(267c) Method of Estimating the Solids Mass Flow Rate in a Gas-Solids Riser Using the Integrated Mixture Momentum Equation and the Dynamic Pressure Gradient Distribution

The determination of the solids mass flow rate (G_p) is important for efficient control of conversion processes run in risers. For this reason a significant amount of effort has been dedicated to the development of solids mass flow rate determination methods which often focus on the closure of a one-dimensional, two-fluid model using a differential approach. This requires accurate prediction of the effective drag coefficient (C_d), which is not possible at this time because of the complexity of relating the effects of turbulence in a riser and particle acceleration to C_d. In this work, a novel approach to closing a one-dimensional, two-fluid model is developed. The result is a means of estimating the G_p from riser conditions using three readily measurable and physically relevant quantities; the superficial riser gas velocity (U_r) and the dynamic pressure drop across (ΔP_ra) and gradient at the end of (P'_ra(1)) the acceleration section of a riser.

The method of analysis is made possible by augmenting a one-dimensional, two-fluid model by the inclusion of a theoretically derived expression for the dynamic pressure gradient distribution that was obtained from a solution to an isoperimetric problem of the calculus of variations. The resulting expression for the dynamic pressure gradient requires two parameters to define it; the dynamic pressure drop across (ΔP_ra) and gradient (P'_ra(1)) at the end of the acceleration section. The ratio of these two quantities provides the acceleration parameter a_p ≡ΔP_ra/(-P'_ra(1)) which reflects the extent to which particles increase in velocity and reduce in volume fraction in the acceleration section of a riser.

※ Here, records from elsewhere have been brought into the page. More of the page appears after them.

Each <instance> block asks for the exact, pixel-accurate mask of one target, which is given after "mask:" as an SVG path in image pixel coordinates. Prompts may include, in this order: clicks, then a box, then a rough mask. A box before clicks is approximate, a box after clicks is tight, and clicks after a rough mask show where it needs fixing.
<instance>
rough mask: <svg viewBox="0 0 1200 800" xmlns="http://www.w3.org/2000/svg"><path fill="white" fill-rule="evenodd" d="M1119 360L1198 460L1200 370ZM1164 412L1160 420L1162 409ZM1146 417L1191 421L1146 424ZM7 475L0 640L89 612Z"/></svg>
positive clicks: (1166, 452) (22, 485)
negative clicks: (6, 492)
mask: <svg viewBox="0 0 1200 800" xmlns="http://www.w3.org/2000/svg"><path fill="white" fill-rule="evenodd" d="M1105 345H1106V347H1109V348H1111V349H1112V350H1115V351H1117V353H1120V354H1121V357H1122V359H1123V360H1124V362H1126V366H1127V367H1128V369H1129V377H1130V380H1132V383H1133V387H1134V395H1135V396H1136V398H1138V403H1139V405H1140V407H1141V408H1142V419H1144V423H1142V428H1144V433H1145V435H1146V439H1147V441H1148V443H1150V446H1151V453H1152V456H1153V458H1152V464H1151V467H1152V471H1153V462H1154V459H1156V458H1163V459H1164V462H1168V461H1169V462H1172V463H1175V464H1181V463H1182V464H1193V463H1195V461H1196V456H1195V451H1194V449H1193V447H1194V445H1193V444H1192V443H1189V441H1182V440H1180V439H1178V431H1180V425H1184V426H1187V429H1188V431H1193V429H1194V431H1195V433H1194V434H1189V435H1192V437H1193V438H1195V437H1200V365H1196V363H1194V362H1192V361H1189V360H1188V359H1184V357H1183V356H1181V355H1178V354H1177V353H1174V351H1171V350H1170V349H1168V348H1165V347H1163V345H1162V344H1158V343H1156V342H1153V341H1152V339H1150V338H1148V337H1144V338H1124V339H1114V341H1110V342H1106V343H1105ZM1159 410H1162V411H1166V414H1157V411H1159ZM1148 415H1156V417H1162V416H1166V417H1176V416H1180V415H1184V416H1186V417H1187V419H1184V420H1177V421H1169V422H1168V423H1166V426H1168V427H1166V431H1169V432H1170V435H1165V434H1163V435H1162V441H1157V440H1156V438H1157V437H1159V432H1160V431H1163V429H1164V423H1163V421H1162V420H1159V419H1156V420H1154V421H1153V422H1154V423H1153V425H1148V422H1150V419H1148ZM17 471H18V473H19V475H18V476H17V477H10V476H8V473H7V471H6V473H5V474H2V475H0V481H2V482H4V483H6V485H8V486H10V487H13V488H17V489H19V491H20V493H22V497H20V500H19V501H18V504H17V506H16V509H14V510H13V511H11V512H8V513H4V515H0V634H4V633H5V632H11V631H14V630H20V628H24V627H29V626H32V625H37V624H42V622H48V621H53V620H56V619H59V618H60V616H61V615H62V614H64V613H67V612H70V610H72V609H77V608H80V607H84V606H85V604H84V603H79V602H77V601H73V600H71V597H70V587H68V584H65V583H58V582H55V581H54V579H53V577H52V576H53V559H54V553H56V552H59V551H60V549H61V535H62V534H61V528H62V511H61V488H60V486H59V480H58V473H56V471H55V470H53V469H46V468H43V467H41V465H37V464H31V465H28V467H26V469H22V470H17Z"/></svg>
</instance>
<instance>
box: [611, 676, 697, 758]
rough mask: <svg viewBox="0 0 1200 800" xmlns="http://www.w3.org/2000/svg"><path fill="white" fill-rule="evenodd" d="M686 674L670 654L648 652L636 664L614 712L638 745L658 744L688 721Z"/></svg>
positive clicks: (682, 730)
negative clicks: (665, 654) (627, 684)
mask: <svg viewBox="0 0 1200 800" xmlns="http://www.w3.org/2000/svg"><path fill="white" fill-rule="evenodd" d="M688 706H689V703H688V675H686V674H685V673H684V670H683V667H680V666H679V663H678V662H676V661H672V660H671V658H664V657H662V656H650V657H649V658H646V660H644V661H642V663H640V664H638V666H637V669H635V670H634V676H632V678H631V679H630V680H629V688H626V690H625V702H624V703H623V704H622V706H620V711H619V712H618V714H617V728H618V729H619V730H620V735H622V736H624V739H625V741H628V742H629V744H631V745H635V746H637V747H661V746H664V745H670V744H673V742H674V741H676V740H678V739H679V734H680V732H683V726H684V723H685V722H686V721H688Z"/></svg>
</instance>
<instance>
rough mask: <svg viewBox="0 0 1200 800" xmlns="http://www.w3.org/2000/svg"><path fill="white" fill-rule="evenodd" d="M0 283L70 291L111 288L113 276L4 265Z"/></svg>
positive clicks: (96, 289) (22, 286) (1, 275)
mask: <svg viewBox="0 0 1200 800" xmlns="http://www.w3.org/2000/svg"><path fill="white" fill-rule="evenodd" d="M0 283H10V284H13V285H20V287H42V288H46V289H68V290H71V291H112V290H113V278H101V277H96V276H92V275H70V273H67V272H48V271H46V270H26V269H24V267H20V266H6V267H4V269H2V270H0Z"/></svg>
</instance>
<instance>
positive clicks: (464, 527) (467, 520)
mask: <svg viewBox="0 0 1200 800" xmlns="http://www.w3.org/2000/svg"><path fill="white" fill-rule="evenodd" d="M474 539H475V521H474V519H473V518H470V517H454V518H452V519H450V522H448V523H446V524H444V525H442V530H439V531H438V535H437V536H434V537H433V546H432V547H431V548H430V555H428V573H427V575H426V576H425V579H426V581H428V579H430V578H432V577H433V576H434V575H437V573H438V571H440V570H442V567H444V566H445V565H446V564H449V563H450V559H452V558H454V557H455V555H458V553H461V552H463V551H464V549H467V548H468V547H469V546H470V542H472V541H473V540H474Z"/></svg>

A series of approximations made to the one-dimensional, two-fluid model provide a means of integrating the mixture momentum equation. The resulting expression allows relationships between integrated terms to be quantified providing additional expressions used for closure and prediction of the solids mass flow rate (G_p) from measured values of the gas velocity (U_r) and the defining parameters of the dynamic pressure gradient distribution. The model prediction of G_p is tested using literature data obtained transport experiments using several types of particles transported through risers of varying diameters. The agreement between the predicted and experimentally measured values of G_p is good to excellent.